Il beneficio – spiega Confesercenti in una nota – vale il 30% delle commissioni per le transazioni mediante carte di credito, di debito o prepagate o altri strumenti tracciabili, ed è riservato ai piccoli esercenti che non abbiano conseguito nel 2019 ricavi superiori a 400mila euro. In questa fascia, secondo le stime di Confesercenti, per un'attività media con 200mila euro di fatturato l'anno – di cui il 50% pagato con carte o bancomat – il credito sarebbe di appena 429 euro. Un mini-bonus certamente insufficiente a coprire i 1.430 euro di commissioni sui pagamenti elettronici sostenuti dall'attività. Anche perché il meccanismo non tiene conto dei costi aggiuntivi legati all'installazione e all'utilizzo del Pos e della linea telefonica dedicata.
Il vantaggio fiscale per gli esercenti rischia inoltre, secondo l'associazione, di essere eroso dalla burocrazia. Per accedere al credito d'imposta, infatti, è necessario presentare ogni mese un modulo F24. Una procedura che, affidata ad un professionista, significherebbe caricarsi di in un costo aggiuntivo di almeno 180-200 euro l'anno.

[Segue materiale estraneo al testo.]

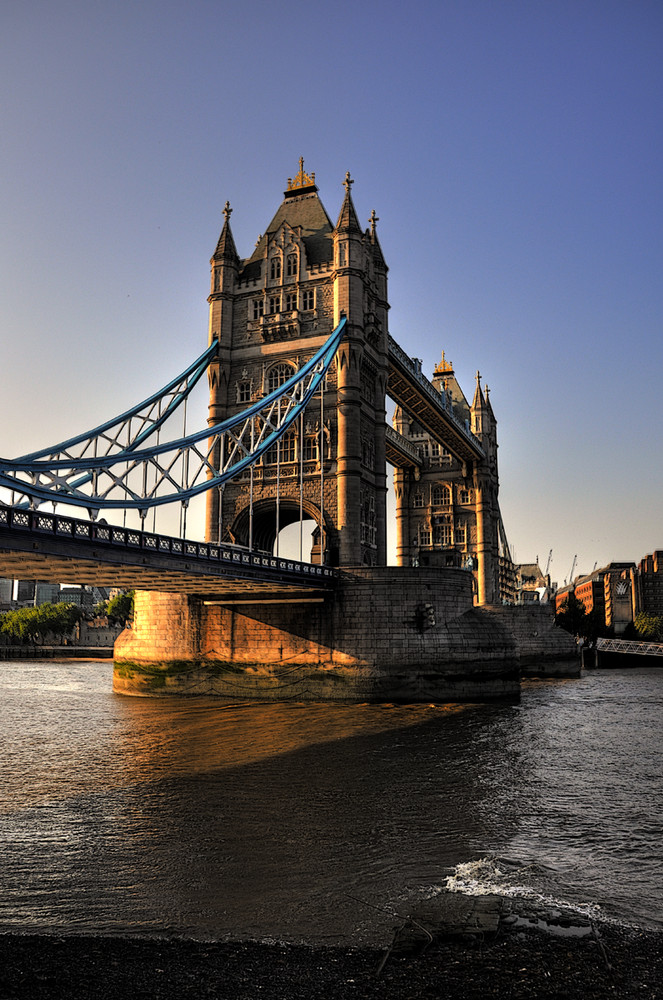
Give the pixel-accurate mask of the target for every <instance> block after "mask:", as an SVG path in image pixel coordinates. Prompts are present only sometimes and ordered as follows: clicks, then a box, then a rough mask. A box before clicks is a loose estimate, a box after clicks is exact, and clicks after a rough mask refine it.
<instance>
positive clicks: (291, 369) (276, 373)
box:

"Una burocrazia paradossale se applicata a un intervento per la tracciabilità, che in teoria dovrebbe favorire la semplificazione – commenta Mauro Bussoni, segretario generale Confesercenti –. Così si tramuta il tax credit da un aiuto per le imprese a un vantaggio per altri. La misura va corretta, alzando la percentuale coperta dal beneficio e puntando a un abbassamento generale delle commissioni applicate a carte e bancomat, anche promuovendo la competizione tra carte di credito e di debito e nuovi sistemi di pagamento tecnologicamente più evoluti. Ma è necessario anche azzerare costi e passaggi burocratici: i dati relativi alle transazioni sono già a disposizione dei fornitori di sistemi di pagamento e dell'Agenzia delle entrate, il credito di imposta venga accreditato direttamente agli imprenditori come è stato fatto per il bonus a fondo perduto del DL Rilancio".